Wikipedia-style dictionaries of memes are just such maps of the world the size of the world. If given unlimited resources, they would encompass and replace the entirety of the Internet with its own replica. And when we can already see the fruits of meme culture all around us, what’s the point? Memes aren’t just covered by the mainstream media, they are mainstream media. The Kermit Sips Tea meme showed up in a sports arena. Doge crept into Seamless ads and GOP tweets, and onto a Hot Topic shirt

wow. such obamacare funding. oppose ted cruz. pic.twitter.com/bIgXNNpimi

— Rep. Steve Stockman (@StockmanSenate) December 23, 2013

Internet culture was once “this place that no one else really valued except for the community that created it,” Cheese told me. “Everyone else kind of dismissed it.”  Now, the status of Internet memes has risen to the point that it’s harder to ignore them than it is to embrace and understand them. Everybody gets Grumpy Cat.
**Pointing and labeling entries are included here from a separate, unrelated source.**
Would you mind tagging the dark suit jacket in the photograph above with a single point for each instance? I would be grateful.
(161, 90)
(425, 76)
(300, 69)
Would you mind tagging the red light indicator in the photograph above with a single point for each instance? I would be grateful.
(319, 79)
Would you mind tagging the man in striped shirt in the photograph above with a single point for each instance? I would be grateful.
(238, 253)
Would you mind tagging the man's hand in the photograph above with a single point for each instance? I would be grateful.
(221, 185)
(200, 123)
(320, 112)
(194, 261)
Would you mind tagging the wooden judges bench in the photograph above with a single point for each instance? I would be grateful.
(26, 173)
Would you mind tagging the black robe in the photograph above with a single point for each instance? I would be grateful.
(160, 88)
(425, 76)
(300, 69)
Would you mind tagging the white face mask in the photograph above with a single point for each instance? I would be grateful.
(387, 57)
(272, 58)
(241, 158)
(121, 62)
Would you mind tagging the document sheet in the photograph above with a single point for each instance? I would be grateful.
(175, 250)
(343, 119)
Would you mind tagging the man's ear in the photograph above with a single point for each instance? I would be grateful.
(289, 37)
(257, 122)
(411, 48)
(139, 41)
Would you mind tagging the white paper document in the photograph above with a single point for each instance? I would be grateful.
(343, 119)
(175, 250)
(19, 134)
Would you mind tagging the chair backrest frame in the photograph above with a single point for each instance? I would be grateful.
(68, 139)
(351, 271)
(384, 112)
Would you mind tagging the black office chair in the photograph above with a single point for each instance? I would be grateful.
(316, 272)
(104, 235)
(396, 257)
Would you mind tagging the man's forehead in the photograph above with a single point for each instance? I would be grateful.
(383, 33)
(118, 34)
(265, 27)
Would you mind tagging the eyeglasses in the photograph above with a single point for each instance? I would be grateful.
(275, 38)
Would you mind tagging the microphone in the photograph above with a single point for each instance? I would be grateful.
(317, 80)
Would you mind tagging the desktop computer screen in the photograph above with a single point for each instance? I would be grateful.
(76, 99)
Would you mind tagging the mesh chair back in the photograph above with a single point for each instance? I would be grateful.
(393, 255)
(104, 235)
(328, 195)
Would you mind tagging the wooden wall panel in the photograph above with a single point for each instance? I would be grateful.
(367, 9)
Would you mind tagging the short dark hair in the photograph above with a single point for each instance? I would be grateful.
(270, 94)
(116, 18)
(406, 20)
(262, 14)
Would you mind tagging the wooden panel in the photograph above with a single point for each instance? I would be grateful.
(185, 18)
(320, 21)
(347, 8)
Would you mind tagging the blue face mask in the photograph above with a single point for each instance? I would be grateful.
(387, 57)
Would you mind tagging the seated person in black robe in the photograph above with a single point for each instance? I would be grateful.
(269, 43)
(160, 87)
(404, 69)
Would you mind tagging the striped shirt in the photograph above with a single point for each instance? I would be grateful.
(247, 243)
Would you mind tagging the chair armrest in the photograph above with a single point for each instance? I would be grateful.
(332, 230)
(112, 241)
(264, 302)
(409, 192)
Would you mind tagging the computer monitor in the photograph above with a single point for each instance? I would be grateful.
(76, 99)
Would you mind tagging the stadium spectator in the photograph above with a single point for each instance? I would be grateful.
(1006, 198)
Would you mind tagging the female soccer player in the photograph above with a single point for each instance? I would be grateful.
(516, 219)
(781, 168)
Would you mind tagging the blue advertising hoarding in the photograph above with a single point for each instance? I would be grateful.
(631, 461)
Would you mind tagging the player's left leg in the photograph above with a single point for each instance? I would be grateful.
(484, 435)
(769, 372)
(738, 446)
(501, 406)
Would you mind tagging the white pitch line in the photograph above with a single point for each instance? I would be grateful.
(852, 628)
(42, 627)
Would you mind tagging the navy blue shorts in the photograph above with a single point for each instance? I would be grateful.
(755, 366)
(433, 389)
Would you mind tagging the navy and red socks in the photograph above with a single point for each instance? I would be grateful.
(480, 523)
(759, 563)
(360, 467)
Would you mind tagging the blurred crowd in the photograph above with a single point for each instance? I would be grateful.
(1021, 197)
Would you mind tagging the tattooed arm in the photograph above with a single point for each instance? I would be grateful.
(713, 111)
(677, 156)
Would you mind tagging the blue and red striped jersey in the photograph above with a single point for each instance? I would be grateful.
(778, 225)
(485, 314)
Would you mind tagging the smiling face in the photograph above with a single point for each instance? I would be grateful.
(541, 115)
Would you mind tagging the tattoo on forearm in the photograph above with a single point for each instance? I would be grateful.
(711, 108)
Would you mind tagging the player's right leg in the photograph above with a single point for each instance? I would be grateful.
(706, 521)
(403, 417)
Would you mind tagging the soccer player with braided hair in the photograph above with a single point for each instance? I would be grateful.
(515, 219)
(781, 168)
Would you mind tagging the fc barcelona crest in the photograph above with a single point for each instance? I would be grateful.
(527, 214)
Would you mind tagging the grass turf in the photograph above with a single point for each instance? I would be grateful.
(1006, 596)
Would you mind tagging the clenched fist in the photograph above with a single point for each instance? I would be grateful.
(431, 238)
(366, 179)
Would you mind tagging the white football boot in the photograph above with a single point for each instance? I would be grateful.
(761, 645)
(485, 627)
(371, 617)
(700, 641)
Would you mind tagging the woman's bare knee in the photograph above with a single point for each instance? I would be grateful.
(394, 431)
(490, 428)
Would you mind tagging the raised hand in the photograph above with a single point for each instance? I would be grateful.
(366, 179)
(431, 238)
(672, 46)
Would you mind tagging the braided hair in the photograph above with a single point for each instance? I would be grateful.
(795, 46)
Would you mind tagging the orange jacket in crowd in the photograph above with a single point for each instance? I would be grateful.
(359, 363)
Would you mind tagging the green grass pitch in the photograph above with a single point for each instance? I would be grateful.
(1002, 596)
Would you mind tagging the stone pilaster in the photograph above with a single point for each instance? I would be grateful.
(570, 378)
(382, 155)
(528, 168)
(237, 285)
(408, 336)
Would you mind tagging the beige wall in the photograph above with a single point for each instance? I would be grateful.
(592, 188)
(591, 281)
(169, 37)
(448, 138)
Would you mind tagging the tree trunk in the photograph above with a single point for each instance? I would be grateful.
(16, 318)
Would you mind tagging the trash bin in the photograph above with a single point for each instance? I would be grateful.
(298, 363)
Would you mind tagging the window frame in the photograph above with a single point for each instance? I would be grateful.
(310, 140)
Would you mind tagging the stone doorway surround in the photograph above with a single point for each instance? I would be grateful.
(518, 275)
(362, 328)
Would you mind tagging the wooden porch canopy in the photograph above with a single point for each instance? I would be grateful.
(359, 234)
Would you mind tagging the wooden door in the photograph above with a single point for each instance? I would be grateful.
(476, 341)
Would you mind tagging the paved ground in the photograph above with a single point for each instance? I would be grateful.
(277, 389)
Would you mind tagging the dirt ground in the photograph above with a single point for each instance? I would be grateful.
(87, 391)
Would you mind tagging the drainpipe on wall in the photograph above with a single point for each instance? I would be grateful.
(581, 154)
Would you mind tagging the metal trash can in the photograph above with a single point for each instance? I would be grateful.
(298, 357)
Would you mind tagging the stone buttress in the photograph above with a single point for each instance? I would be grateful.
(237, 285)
Members of the communities that created it are even likely to be annoyed by its omnipresence.

If memes were once labeled, like Cheese said, as folk art, then now they might be described at least as pop art, a visual culture that adapts itself to its surroundings and spreads its influence in any form it can. Memes and their creators are celebrities that have moved far beyond the tight circles of Internet creators who made them famous. The publications that track them—Know Your Meme, Encyclopedia Dramatica, even Vox, of late—are less dictionaries than they are gossip sites, endlessly debating the latest cool thing. Until another media platform surpasses the Internet, it’s also unlikely that this transition will reverse.

The fundamental goal of Know Your Meme is “trying to figure out what’s worth documenting,” Cheese said. “What is meaningful and what isn’t is a really hard question to answer and one that [the site is] trying to figure out.” I must point out that this problem is far from unique to Internet memes. In fact, it’s the driving debate of culture itself, of which memes are just a small part.